Ancien professeur de
philosophie, Malick est fasciné par l'hiatus qui existe entre le mouvement de
la nature et celui des hommes. C'est pourquoi ses films portent à la fois un
regard attentif sur la nature imperturbable et l'agitation humaine, qu’il saura
parfaitement mettre en lumière en créant de l’affect. Nous nous souvenons du
cadre enchanteur dans lequel évoluaient les jeunes meurtriers de “ Badlands ”. Nous nous souvenons
également des plaines apaisantes de “ Days of Heaven ”, qui contrastaient avec
les tourments intérieurs des personnages. Malick, en ce sens, est le contraire
d'un cinéaste expressionniste. Dans son cinéma, l'homme est ramené à une
dimension beaucoup plus modeste, dans un rapport aux éléments qui relève d'une
perspective plus large, d'une vision du monde qui respecte la complexité des
choses et des êtres. On ne s'étonnera donc pas de ce que “ La ligne rouge ” se
déroule aux îles Salomon, pendant la bataille de Guadalcanal, et que ce hiatus
entre la splendeur du décor et la violence des combats soit accentuée par la
présence des aborigènes, qui se distinguent de l'homme moderne en continuant de
vivre en harmonie avec la nature tandis qu'autour d'eux le conflit fait rage.
Et ce conflit, justement, Malick n'en relève pas la portée politique, préférant
aux questions ponctuelles la permanence des enjeux moraux.
Terrence Malick s’intéresse
comme dans ses deux premiers films à la lutte du bien et du mal, qui ne saurait
être montrée que sous forme d'interrogation complexe, renvoyant à des valeurs
fondamentales qui ont à voir tant avec la morale chrétienne qu'avec le passé de
l'Amérique, où un panthéisme des origines aurait été souillé par la tentation
de la faute, chaque individu étant porteur de bonté comme de turpitude sans
pour autant pouvoir s'abstraire du corps social et de la marche de l'Histoire.
Nous l’aurons compris,
Malick est un cinéaste dont la force réside plus dans des images fabuleuses et
des ambiances fantomatiques que dans une narration cohérente. Comme un tableau
de Rousseau, avec le carnage de la guerre en toile de fond, “ La ligne rouge ”

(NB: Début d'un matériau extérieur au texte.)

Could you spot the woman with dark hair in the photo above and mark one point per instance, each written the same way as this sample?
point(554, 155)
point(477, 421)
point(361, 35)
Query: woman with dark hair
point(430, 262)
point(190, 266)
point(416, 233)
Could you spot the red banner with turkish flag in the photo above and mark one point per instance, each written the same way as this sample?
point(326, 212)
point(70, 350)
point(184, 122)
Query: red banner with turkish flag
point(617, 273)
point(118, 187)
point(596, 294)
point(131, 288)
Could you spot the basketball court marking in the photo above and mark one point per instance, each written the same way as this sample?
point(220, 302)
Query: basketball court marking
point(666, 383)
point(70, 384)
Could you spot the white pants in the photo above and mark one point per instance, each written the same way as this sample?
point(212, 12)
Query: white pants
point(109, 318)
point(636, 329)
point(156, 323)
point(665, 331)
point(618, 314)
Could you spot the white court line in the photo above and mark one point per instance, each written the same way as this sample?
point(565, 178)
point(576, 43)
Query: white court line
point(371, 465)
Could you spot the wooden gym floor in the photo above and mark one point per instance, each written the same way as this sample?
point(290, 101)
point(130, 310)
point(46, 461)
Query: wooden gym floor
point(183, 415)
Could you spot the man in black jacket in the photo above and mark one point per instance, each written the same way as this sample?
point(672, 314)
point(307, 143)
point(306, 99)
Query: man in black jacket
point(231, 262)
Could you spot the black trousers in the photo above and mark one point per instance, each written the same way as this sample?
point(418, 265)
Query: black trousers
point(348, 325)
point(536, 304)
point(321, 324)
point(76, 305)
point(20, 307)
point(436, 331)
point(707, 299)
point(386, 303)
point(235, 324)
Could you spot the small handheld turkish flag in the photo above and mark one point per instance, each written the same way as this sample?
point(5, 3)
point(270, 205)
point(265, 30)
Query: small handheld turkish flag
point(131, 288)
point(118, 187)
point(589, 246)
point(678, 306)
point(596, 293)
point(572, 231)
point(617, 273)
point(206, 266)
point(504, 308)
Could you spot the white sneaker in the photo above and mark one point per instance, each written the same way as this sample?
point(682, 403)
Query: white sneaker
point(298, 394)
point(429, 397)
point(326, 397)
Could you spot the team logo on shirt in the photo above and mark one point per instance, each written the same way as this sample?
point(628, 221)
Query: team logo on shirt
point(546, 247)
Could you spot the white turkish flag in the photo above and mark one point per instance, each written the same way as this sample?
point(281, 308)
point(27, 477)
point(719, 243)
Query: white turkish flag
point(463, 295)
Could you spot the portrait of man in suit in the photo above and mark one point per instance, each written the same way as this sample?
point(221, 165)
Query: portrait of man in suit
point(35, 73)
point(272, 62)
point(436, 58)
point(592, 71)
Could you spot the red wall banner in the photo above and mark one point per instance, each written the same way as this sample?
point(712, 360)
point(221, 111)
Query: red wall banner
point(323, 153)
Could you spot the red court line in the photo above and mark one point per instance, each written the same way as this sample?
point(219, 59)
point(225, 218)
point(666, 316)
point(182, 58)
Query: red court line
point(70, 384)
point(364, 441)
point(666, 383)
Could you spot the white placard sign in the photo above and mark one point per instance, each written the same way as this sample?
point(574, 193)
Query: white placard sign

présente de manière indélébile un paradis dévasté par l'irrépressible pulsion
de destruction de l'Homme. Le film est une œuvre complexe marquée par une
ambition intellectuelle et philosophique. Mais sa nature abstraite, son absence
d'émotions à l’intérieur de la fiction et son manque d'enjeu dramatique à de
quoi déstabiliser le grand public, peu habitué à cette approche. “ La ligne
rouge ” est un film d’une grande envergure, outre sa durée exemplaire, il compte
pas moins d’une soixantaine de personnages et propose une grande ampleur
formelle.
L’EFFET DE
PLAN : A LA RECHERCHE DU PUNCTUM[2]
Jouer sur le contraste entre
le comportement belliqueux des hommes au combat et l’harmonie paisible de la
nature représente la base du système visuel de “ La ligne rouge ”. Pour cela,
Malick a recourt à deux procédés générateurs d’affect par leur caractère
traumatique. Il utilise soit le contraste entre deux plans, soit la présence
d’éléments vécus comme parfaitement hétérogènes dans le même plan. Les deux
procédés fonctionnent parfaitement car il mette en jeu une valeur paroxystique
du contraste qui ne manque pas de créer le trauma.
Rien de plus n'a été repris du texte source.